Stupid Priest who came up with this fail excuse for getting publicity, he's been playing too much Kingdom Hearts, when he reached the world "The End Of The World" in KH1 he jizzed in his pants and began to predict the actual date and came up with this.

Seriously Priesto, go kill some Paladins or Mages, rather than predicting lulz dates.

P.S. - Btw I did alot of research and came up with a conclusion, the world is ending on June 7th at Nintendos E3 Conference.


----------



## prowler (May 19, 2011)




----------



## Buleste (May 19, 2011)

Well this is just stupid. I've found another website that says it's Judgement Day on Saturday and that actual End of the World is not going to happen until 21st October 2011 and this website has real maths and everything so which bunch of whacko nutjobs are you supposed to believe?

Source


----------



## wasim (May 19, 2011)

no one can tell when the world will end
only GOD can

can't wait till december  22 2012


----------



## Deleted member 473940 (May 19, 2011)

How many times did the world end so far?
Countless times o.o
I guess we have moved on to next worlds, and yet again we are gonna be REBORN


----------



## Inazuma Eleven (May 19, 2011)

Pls dun talk bout' this... creeps me out...


----------



## obito (May 19, 2011)

actually, 2011 is apparently a lucky year, with alligning stars and shit, and dates that only happen once in a gazillion years, so live it up :L


----------



## nintendoom (May 19, 2011)

RoboticBuddy said:
			
		

> First it was 2001, then 2012, and now this Saturday?! What is this?!
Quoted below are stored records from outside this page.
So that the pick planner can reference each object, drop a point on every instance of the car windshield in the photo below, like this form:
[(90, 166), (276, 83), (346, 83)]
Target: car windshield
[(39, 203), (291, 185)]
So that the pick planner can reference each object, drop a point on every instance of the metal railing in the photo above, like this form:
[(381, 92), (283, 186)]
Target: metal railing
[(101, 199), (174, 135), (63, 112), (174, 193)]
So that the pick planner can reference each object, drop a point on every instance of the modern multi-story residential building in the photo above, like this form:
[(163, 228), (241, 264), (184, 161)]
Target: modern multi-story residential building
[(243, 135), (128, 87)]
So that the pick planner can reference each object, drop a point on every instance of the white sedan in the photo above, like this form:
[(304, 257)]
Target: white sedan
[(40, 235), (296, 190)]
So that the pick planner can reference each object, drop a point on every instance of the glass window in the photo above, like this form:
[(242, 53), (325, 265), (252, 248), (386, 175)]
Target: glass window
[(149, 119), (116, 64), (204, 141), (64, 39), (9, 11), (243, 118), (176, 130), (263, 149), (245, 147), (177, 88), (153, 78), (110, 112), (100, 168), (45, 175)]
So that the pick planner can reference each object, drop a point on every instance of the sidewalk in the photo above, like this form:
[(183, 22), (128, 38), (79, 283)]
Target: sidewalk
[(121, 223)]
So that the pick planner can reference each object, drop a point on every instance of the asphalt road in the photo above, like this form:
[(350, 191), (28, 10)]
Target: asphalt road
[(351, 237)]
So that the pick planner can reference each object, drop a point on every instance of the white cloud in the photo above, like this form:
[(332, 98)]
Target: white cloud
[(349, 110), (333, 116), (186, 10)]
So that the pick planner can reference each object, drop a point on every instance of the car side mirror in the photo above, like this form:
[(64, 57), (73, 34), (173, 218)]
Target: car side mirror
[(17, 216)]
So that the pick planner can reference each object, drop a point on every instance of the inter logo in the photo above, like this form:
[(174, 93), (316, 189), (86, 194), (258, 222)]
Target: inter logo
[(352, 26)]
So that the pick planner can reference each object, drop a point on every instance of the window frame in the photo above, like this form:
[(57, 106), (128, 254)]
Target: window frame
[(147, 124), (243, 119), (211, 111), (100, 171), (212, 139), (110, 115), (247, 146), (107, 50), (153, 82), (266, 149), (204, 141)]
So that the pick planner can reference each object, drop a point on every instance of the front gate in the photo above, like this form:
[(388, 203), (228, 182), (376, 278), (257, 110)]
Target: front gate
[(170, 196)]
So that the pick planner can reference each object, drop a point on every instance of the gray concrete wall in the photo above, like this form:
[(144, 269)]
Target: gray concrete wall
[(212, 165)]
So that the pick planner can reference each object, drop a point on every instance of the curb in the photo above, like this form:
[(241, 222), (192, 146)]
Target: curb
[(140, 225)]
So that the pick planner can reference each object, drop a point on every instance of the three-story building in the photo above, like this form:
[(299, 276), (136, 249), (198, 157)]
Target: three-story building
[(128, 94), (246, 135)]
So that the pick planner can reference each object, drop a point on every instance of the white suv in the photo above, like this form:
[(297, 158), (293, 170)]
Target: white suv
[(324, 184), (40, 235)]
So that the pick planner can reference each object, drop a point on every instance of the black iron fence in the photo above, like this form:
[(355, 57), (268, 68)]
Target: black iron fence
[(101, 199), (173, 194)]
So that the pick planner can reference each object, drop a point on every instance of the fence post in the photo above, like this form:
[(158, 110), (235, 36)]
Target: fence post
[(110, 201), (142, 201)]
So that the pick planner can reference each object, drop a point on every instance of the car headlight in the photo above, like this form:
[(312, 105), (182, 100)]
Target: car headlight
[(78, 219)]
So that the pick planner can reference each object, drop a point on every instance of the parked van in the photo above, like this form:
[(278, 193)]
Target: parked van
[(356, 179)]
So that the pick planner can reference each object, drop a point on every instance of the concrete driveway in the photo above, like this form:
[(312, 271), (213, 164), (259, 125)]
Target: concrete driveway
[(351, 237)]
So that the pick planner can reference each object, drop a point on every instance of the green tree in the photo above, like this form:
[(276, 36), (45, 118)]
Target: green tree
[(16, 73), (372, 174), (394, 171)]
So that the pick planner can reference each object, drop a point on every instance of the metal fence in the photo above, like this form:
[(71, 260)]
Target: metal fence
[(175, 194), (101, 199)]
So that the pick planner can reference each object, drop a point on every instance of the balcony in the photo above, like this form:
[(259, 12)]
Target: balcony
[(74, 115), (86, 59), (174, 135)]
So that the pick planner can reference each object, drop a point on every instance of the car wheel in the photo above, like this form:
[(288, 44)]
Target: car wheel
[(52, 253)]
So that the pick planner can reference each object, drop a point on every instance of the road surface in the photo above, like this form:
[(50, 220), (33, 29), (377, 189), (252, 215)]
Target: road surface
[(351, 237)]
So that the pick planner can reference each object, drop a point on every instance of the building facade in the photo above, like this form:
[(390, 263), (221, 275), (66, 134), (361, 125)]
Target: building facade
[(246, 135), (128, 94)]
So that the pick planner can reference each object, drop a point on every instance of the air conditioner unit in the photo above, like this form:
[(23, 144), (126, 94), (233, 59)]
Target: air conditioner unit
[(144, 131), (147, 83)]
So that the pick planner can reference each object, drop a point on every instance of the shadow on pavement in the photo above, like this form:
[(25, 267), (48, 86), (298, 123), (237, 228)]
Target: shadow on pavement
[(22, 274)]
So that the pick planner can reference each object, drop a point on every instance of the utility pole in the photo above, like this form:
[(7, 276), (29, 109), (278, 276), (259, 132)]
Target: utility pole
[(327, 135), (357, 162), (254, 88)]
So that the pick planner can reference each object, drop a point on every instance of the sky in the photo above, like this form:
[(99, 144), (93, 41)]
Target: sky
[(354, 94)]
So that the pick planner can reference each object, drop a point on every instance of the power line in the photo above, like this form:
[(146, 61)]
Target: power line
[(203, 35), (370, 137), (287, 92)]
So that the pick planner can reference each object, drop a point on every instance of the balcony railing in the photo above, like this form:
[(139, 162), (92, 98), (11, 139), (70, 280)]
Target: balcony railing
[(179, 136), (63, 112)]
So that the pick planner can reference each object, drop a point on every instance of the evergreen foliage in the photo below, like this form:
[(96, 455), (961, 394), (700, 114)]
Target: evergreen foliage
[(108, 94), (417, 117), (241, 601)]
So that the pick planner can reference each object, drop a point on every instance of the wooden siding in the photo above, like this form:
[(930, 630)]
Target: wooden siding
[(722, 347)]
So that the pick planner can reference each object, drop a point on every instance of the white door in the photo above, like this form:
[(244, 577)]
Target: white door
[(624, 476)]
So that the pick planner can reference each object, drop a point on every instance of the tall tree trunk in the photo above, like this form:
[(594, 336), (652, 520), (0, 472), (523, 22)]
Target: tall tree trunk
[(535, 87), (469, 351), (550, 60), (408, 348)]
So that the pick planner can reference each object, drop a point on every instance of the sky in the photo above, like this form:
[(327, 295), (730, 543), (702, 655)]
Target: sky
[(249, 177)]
lol, you forgot the 2008 UFO invasion!


----------



## Buleste (May 19, 2011)

TechnoWorm said:
			
		

> RoboticBuddy said:
> 
> 
> 
> ...


A UFO invasion in 17,997 years time? I think I might skip that one


----------



## nintendoom (May 19, 2011)

Buleste said:
			
		

> TechnoWorm said:
> 
> 
> 
> ...


lol, gotta fix that.


----------



## SamAsh07 (May 19, 2011)

I got a distant call from an alien life source, they said they are planning to invade Planet Earth on Saturday, coincidence? I think not.

Source


----------



## chris888222 (May 19, 2011)

I might be blasted for this, but I always believe that god will be the one who decides when the world shall end. These bible stuff though I really don't believe it.


----------



## Shinigami357 (May 19, 2011)

I franlky couldn't be bothered to give a flying %*^&... I'll just scoot back over to Shinigami world, maybe get myself a few extra millenia of extra lifetime before I go...


PS

Scratch that, I'll get a few extra EONS, and wait for the next form of intelligent life to prosper elsewhere. Us shinigami have it made.


----------



## koimayeul (May 19, 2011)

haha does it?


----------



## Raika (May 19, 2011)

I can't wait for Saturday to come. Then when the world doesn't end, life for the moronic priest would become a living hell.


----------



## The Catboy (May 19, 2011)

I blame Rebecca Black for the world ending.


----------



## stanleyopar2000 (May 19, 2011)

I would have it end like this now (if it does)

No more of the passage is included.